SEBI has now proposed that the risk appetite, investment objective and affordability of the customer should match with the product. Besides, national distributors and banks will have to seek an acknowledgement document from the clients before a client invests in a scheme. The acknowledgement document will contain the customer category and a statement of fee earned from a particular product. The market regulator has also suggested recording the calls of all relationship managers with the customers for auditing and has also proposed periodic auditing and compliance of these new norms.
SEBI is working along with the National Institute of Securities Markets (NISM) to formulate the guidelines.
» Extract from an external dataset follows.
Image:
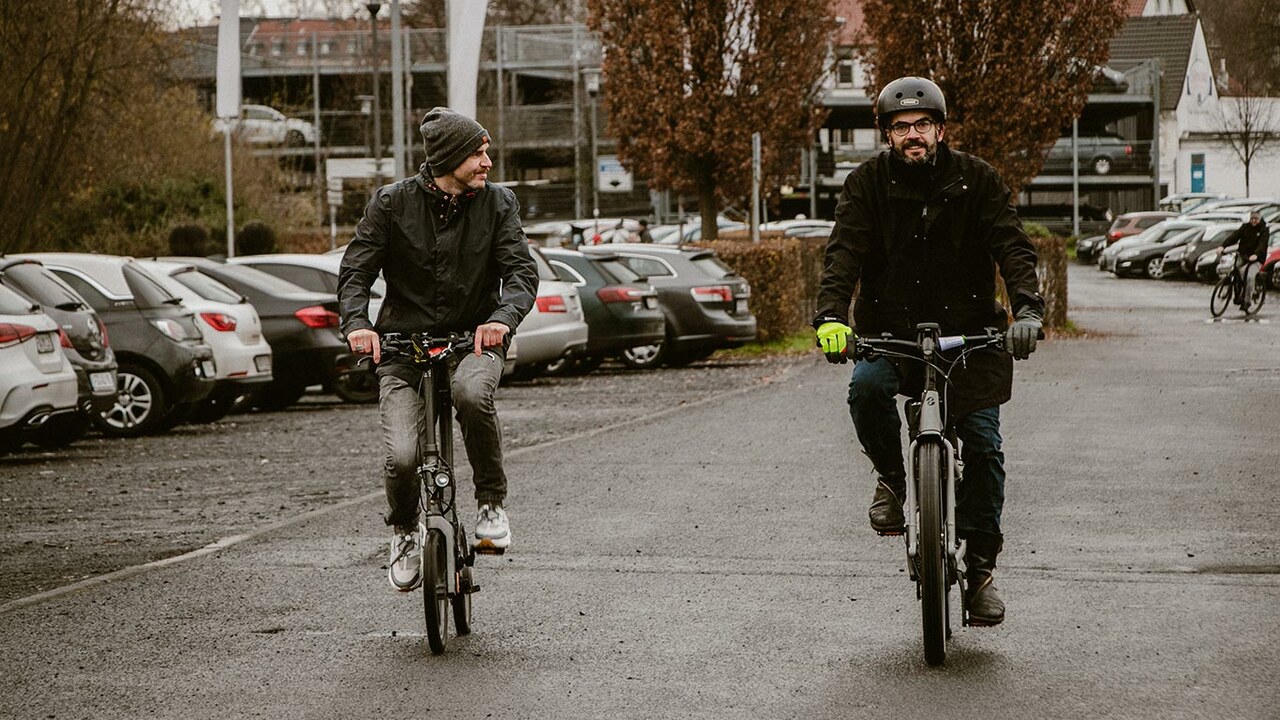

The working group committee will also include representatives from banks and national distributors.
However, industry experts believe that mis-selling cannot be completely ruled out.
“Some amount of mis-selling cannot be avoided in any profession. Some doctors prescribe medicines suggested by a pharmaceutical company. Some coaching classes don’t teach properly. In a democracy, nothing is mis-sold; it is either sold or not sold. If something is sold that means both parties have agreed. Mis-selling is more prevalent in Unit Linked Insurance Plans (ULIPs) and insurance but the regulator Insurance Regulatory and Development Authority (IRDA) is defending it. Mis-selling should be curbed by creating investor awareness by SEBI,” said a top official from a leading fund house.
“These recommendations are not feasible. All relationship managers will start calling from public booths. You can’t record conversations on mobile phones. It will deter national distributors from mis-selling but in some or the other way mis-selling will continue,” said a Mumbai-based financial planner.
Recently SEBI had asked fund houses to disclose all complaints received by them on their respective websites and in their annual reports by 30 June 2010 in order to increase transparency.